The Long Island Republican added a well-aimed swipe at what passes for the media today: "The media went along with this actually, keeping this farcical, ridiculous thought going that the President of the United States... was somehow involved in a conspiracy with Russia against his own country."
According to King, the Justice Department's review, ordered by Attorney General William Barr, would prove that former officials acted improperly. He was alluding to the investigation led by John Durham, U.S. Attorney in Connecticut. Sounds nice. But waiting for Durham to complete his investigation at a typically lawyerly pace would, I fear, be much like the experience of waiting for Mueller to finish his; that is, like waiting for Godot. What about now?
So Where is the IG Report on FISA?
That's the big one. If Horowitz is able to speak freely about what he has learned, his report could lead to indictments of former CIA Director John Brennan, former FBI Director James Comey, former FBI Deputy Director Andrew McCabe, former Deputy Attorneys General Sally Yates and Rod Rosenstein, and Dana Boente.
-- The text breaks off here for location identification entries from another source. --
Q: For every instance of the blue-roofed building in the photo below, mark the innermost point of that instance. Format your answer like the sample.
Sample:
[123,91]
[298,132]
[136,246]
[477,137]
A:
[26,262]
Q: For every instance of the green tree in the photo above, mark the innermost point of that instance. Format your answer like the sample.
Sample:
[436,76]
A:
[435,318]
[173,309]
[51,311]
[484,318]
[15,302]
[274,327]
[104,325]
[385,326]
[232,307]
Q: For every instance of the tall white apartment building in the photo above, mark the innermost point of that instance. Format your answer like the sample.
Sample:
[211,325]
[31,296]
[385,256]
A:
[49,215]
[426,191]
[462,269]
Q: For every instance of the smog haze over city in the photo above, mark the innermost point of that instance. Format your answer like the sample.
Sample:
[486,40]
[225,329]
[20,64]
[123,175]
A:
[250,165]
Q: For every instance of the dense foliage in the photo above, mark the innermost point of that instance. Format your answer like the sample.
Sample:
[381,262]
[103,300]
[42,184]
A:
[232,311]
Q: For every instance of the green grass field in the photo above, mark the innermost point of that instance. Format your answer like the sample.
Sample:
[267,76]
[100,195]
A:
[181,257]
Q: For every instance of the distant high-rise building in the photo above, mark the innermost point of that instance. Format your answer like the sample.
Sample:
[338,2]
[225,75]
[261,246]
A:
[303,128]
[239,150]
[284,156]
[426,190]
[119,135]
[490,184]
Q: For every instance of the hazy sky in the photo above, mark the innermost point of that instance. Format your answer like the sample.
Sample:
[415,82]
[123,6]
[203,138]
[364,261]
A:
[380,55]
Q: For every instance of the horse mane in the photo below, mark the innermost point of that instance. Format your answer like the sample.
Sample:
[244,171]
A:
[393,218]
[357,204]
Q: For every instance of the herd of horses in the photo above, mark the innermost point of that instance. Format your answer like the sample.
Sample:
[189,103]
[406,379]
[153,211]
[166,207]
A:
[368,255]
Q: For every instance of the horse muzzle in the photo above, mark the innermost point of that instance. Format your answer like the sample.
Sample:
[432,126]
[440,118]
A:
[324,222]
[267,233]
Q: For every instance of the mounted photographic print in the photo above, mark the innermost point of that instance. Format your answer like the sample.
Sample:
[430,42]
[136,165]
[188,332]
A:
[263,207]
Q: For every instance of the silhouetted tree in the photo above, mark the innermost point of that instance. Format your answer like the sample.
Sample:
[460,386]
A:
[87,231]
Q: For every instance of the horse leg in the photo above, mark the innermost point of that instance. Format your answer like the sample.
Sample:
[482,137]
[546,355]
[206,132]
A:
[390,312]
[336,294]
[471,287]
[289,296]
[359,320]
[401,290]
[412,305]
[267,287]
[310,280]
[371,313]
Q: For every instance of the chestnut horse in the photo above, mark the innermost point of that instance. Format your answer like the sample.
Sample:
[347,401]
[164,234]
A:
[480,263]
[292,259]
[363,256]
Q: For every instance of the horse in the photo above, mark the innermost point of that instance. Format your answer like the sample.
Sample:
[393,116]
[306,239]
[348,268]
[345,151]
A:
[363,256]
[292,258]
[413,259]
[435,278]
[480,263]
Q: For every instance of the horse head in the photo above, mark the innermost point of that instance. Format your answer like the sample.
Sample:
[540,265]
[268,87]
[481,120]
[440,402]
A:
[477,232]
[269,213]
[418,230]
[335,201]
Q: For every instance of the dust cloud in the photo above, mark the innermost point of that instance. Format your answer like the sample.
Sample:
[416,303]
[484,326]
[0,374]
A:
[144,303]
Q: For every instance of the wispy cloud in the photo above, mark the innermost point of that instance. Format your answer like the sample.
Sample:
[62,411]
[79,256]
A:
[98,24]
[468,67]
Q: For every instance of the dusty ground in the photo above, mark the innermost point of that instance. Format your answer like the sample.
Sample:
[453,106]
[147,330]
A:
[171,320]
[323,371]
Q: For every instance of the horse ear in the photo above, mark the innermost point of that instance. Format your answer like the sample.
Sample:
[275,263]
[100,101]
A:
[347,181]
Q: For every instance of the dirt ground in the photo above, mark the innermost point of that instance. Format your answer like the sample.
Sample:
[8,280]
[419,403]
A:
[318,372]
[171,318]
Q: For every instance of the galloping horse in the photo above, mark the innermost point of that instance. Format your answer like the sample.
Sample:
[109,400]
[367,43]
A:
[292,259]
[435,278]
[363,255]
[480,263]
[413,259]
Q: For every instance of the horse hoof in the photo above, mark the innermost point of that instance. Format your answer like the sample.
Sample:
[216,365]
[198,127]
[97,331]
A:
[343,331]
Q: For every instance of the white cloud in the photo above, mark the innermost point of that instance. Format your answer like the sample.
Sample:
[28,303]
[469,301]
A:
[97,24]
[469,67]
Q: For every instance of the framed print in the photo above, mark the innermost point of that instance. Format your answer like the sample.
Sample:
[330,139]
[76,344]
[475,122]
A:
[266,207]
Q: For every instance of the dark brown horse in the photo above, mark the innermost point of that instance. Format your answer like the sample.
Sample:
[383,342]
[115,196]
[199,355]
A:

Boente being the only signer of the relevant FISA applications still in office. (No, he has not been demoted to file clerk in the FBI library; at last report, he is FBI General Counsel!)
The DOJ inspector general's investigation, launched in March 2018, has centered on whether the FBI and DOJ filing of four FISA applications and renewals beginning in October 2016 to surveil former Trump campaign adviser Carter Page amounted to abuse of the FISA process. (Fortunately for the IG, Obama's top intelligence and law enforcement officials were so sure that Hillary Clinton would win that they did not do much to hide their tracks.)
The Washington Examiner reported last Tuesday, "The Justice Department inspector general's investigation of potential abuse of the Foreign Intelligence Surveillance Act is complete, a Republican congressman said, though a report on its findings might not be released for a month." The report continued:
"House Judiciary Committee member John Ratcliffe (R, Texas) said Monday he'd met with DOJ watchdog Michael Horowitz last week about his FISA abuse report. In a media interview, Ratcliffe said they'd discussed the timing, but not the content of his report and Horowitz 'related that his team's investigative work is complete and they're now in the process of drafting that report.' Ratcliffe said he was doubtful that Horowitz's report would be made available to the public or the Congress anytime soon. 'He [Horowitz] did relay that as much as 20% of his report is going to include classified information, so that draft report will have to undergo a classification review at the FBI and at the Department of Justice,' Ratcliffe said. 'So, while I'm hopeful that we members of Congress might see it before the August recess, I'm not too certain about that.'"
Earlier, Horowitz had predicted that his report would be ready in May or June but there may, in fact, be good reason for some delay. Fox News reported Friday that "key witnesses sought for questioning by Justice Department Inspector General Michael E. Horowitz early in his investigation into alleged government surveillance abuse have come forward at the 11th hour." According to Fox's sources, at least one witness outside the Justice Department and FBI has started cooperating -- a breakthrough that came after Durham was assigned to lead a separate investigation into the origins of the FBI's 2016 Russia case that led to Special Counsel Robert Mueller's probe.